Tart London was founded by Lucy Carr-Ellison and Jemima Jones in 2012, born from a mutual love of food. The pair used to provide bespoke catering to the fashion industry, making sure top models and actors were properly fuelled on shoots. Then came a food column in London’s ES Magazine, featuring their delicious, wholesome recipes, followed by a cookbook, and now a new venture, Wild by Tart. This is a one-stop shop for a variety of things – there’s a restaurant, bar, deli, coffee kiosk, a shop area featuring Insta-worthy homeware and lifestyle pieces that also pop up in the restaurant, and an event space and photography studio.
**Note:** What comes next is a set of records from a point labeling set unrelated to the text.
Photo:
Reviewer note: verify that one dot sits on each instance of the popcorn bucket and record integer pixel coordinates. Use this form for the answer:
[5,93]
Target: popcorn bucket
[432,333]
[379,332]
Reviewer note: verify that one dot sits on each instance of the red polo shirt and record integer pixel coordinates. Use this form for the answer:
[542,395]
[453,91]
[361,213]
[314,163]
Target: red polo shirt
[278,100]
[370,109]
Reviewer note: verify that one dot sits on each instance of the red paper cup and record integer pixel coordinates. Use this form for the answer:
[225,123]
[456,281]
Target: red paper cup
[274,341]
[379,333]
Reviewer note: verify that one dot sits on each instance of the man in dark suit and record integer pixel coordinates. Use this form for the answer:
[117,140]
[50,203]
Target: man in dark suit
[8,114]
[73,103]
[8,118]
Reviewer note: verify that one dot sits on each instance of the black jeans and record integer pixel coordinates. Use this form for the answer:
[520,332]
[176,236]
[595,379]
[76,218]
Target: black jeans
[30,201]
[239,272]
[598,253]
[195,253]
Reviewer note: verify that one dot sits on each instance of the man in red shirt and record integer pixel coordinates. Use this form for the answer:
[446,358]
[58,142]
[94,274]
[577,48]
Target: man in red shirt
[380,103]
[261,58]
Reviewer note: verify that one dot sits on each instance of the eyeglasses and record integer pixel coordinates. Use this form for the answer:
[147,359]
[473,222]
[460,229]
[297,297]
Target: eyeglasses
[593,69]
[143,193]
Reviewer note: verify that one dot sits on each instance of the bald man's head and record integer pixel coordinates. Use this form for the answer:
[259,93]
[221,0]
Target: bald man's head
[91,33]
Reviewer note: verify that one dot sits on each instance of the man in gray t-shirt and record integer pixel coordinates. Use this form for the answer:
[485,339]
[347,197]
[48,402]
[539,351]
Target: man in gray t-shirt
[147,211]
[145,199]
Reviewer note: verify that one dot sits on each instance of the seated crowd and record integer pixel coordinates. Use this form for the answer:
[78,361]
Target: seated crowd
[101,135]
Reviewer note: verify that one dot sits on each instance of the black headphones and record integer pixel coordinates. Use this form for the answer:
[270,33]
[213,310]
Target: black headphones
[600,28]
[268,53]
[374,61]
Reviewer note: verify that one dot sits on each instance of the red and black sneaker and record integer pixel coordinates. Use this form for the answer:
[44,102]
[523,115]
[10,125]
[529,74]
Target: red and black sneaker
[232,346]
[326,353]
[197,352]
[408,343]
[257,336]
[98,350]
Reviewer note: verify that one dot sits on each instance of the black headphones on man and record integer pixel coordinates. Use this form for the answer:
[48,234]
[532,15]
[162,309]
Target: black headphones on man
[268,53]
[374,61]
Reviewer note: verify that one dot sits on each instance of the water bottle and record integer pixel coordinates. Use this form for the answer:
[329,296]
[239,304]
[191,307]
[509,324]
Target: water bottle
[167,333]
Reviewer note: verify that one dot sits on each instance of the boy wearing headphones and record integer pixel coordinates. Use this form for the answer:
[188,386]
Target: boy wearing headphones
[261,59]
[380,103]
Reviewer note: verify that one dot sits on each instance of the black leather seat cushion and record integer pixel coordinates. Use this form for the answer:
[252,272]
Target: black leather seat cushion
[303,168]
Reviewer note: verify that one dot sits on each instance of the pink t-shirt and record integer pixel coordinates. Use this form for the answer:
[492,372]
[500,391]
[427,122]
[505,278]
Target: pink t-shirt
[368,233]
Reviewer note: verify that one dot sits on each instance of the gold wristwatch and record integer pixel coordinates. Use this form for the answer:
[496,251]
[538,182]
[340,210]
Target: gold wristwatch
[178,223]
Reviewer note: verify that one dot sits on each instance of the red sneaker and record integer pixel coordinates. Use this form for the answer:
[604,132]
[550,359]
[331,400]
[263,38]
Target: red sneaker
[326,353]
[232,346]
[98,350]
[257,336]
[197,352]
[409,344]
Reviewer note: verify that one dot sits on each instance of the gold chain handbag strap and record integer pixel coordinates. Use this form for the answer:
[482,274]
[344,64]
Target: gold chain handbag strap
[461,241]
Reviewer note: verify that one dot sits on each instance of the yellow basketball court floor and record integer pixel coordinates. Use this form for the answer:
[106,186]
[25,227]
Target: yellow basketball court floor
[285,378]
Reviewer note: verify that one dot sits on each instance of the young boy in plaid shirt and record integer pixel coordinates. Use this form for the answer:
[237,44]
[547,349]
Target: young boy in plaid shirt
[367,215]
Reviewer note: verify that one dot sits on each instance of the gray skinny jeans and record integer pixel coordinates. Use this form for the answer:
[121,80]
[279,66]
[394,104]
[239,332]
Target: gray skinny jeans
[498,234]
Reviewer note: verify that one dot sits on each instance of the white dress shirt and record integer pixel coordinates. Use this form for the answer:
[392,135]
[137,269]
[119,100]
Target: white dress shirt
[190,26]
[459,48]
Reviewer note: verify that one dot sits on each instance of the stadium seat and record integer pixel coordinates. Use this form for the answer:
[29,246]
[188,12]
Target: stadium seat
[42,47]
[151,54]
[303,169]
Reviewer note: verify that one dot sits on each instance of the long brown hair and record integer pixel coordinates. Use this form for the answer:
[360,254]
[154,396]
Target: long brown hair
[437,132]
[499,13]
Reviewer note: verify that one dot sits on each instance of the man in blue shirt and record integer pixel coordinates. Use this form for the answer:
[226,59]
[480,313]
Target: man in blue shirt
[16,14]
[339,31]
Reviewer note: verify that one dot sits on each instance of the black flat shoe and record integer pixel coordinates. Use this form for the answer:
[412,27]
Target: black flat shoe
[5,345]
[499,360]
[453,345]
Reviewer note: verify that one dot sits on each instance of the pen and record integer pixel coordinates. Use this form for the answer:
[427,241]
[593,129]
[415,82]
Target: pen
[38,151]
Wild by Tart sits in Eccleston Yards, a pretty courtyard a short stroll from Victoria station. It’s housed in a 19th-century former power station and coal store that then became a car park, and Carr-Ellison and Jones have transformed 9,000sq ft into a cavernous but cosy multi-purpose space. The ceilings may be high (there’s even a mezzanine level that provides a private dining area), but lashings of greenery and rattan furniture do a great job softening any nods to the building’s less-welcoming past – this is boho meets industrial at its best. The crockery is an eclectic mix of earthenware bowls in strong colours, while the cutlery is purposefully worn to rustic effect – it’s the little details that make the space feel upmarket but relaxed. An open kitchen and dining counter dominate one corner, inviting you to pull up a seat and tuck in to fresh oysters (caught that day) beneath the steel ducts.
Expect a seasonal menu, and what’s on it really depends on what the restaurant’s family farms and local producers are offering up at the time, with food waste reduction playing a big part in the company ethos. This is fresh, colourful food with an international feel, as dishes often take inspiration from the founders’ travels. Along with the main menu, there is a Bites menu of smaller dishes, perfect for accompanying a bottle of wine and a catch-up – the homemade bread with whipped Marmite butter is a must. Everything is designed for sharing, and we were recommended two to three dishes off the main menu per person.
The burrata with speck, hazelnut, roasted grapes and fig leaf vinegar was a great place to start, arriving in a burst of colour and surprising textures. The sweetness of the grapes perfectly complemented the saltiness of the delicate speck, while the hazelnuts added a pleasing crunch to the creamy burrata. From the grill, the sticky octopus with preserved lemon, yoghurt and pickled saffron chilli arrived artfully stacked on an ocean-blue ceramic dish – the yoghurt balancing out the kick of the chilli perfectly. When there’s a wood-oven section you have to make the most of it, and the slow-roasted lamb shoulder with creamy polenta, topped with roasted tomatillo and chilli salsa reduced us to silence as the hearty winter fare worked its warming magic. For dessert, the garam masala-spiced ice cream is worth loosening your belt for – one scoop is enough if you just want something sweet to finish things off. But if you’re looking to go all-out, the miso caramel cookie skillet is worth the longer wait.
To drink, the Wild cocktail list is a good place to start. The Alternative Sour (pisco, sage, honey bitters and citrus) is sharp and fresh, while the Oaxaca Sour (pronounced ‘wahaca’, with Mezcal Unión Uno, citrus, agave nectar, hibiscus and acai float) is beautifully smoky. For dinner, move on to the perfectly curated wine list, with a selection from a variety of countries, including rosé from Portugal and orange wine from Slovenia.
For snacks, a variety of sharing plates, dessert and cocktails for two, £120.
The restaurant side of Wild by Tart is as versatile as the rest of the space. Whether you want to share a nourishing dinner from an eco-conscious menu that’s sure to show you something new, or just kick things off with a damn fine drink before heading off into the night, this is a safe choice.